Later the same day and looking 20 lbs heavier
I actually was told in a Fat disorders Facebook group that posting my before and after photos was triggering to some members. Triggering was happening because it reminded them of being told to lose weight. For them that was scarring. I felt terrible knowing that, but I’m proud of my weight loss. I am healthier because of it. I have 3 fat disorders that do make it hard to lose the weight so I’m ok if I’m never thin. I though, I wonder if it has occurred to them that sometimes people do benefit from sharing information on what works when you have a fat disorder.
It’s all worth mentioning because it just goes to show the amount of damage done by society’s expectations and views regarding weight loss. For now I seem to not be slim enough to be acceptable to the Weight Conservatives. I’m an offense to some of the Weight Liberals because I found a way to work with my fat disorders and I’ve lost close to 40 lbs in 10 weeks. I’m sorry that it reminds them of doctors and people being merciless to them in judging them for their weight. They needn’t worry though, the fat disorders are forever with me and likely will keep me pudgy to some level the rest of my life. So they can take comfort in that. I’m forever one of them.
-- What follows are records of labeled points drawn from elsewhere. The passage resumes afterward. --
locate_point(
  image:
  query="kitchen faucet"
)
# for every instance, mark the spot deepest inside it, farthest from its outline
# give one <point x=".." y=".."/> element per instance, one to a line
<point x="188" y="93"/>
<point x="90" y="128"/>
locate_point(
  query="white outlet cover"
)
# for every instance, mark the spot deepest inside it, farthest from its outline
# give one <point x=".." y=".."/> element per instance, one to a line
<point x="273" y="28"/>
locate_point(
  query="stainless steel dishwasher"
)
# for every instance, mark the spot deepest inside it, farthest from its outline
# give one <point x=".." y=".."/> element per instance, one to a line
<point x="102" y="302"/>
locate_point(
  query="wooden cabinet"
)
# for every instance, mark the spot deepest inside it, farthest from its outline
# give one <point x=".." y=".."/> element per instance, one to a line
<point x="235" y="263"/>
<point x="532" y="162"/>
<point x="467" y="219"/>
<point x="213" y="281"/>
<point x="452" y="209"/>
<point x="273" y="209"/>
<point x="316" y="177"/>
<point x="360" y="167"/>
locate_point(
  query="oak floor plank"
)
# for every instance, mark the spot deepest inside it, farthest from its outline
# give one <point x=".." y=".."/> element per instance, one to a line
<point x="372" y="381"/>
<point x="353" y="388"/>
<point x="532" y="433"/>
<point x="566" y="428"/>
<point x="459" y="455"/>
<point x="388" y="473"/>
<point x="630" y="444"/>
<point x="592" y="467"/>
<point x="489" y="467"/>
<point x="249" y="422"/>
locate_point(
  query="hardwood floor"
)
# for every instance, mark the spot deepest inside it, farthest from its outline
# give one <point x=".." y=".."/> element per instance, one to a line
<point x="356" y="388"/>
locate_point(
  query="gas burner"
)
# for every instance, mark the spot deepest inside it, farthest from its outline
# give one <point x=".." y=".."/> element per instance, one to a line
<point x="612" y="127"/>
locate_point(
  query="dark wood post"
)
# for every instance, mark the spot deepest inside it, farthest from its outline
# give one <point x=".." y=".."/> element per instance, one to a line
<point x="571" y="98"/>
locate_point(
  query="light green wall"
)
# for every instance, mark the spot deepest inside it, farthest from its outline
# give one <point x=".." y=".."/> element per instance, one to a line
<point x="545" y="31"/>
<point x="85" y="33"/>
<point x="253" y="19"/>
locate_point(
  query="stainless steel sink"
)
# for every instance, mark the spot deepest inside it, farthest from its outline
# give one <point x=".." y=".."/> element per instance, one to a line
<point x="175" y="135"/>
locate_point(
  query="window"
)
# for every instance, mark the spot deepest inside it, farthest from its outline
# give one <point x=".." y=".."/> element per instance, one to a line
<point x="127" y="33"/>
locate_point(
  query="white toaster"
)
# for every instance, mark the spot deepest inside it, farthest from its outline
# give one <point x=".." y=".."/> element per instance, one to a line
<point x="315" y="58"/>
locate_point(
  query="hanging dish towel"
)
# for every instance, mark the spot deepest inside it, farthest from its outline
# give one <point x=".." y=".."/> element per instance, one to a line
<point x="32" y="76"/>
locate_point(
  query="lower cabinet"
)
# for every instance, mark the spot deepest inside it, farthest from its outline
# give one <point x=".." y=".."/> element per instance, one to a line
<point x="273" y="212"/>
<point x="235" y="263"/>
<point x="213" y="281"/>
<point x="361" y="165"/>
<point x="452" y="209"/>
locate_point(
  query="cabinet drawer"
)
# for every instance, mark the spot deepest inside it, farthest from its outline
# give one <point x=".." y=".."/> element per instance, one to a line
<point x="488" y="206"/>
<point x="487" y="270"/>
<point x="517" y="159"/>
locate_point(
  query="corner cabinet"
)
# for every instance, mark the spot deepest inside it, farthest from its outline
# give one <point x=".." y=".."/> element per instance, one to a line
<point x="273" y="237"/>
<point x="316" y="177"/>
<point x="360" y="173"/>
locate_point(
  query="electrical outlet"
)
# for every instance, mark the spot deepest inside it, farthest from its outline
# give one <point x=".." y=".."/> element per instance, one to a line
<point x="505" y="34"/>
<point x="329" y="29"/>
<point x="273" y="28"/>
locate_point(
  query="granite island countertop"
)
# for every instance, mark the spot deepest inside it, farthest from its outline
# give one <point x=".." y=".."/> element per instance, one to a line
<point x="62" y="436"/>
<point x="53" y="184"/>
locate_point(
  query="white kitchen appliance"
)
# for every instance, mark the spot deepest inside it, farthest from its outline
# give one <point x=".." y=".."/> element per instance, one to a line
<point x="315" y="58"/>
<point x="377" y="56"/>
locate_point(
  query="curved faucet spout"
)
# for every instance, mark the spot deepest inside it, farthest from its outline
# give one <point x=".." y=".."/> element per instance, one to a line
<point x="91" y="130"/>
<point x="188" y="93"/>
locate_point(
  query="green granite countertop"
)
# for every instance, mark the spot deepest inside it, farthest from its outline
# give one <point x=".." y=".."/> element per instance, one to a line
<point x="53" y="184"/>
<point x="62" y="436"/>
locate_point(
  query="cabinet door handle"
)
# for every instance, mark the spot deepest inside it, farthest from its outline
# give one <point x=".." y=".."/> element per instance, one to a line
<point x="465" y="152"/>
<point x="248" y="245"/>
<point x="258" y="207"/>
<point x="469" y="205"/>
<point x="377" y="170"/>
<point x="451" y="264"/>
Yes I still want to lose more. I know that is going to offend some of my fat disorder peers. I’m sorry they feel that way. A year ago I was told by a doctor there was little hope with the fat disorders being involved, and yet here I am down 40 lbs. Of course I’m happy about it. No one is going to stop me from being happy about it.
In summation, I want to say that people are not their weights. Health is important, but weight sometimes can’t be helped. I don’t know how to break this to the fats disorder community, but some with fat disorders let food be our comfort because of the weight and pain we can’t control. It’s time that where that is the case, to own up to it without judgement or self loathing. You certainly can have both fat disorders and typically gained weight to deal with. It’s nothing to be ashamed of. This world needs each and every one of us. Take good care of yourself even if your efforts never make you as thin as the rest of the world would want. The quality of your life and your life itself depends on it.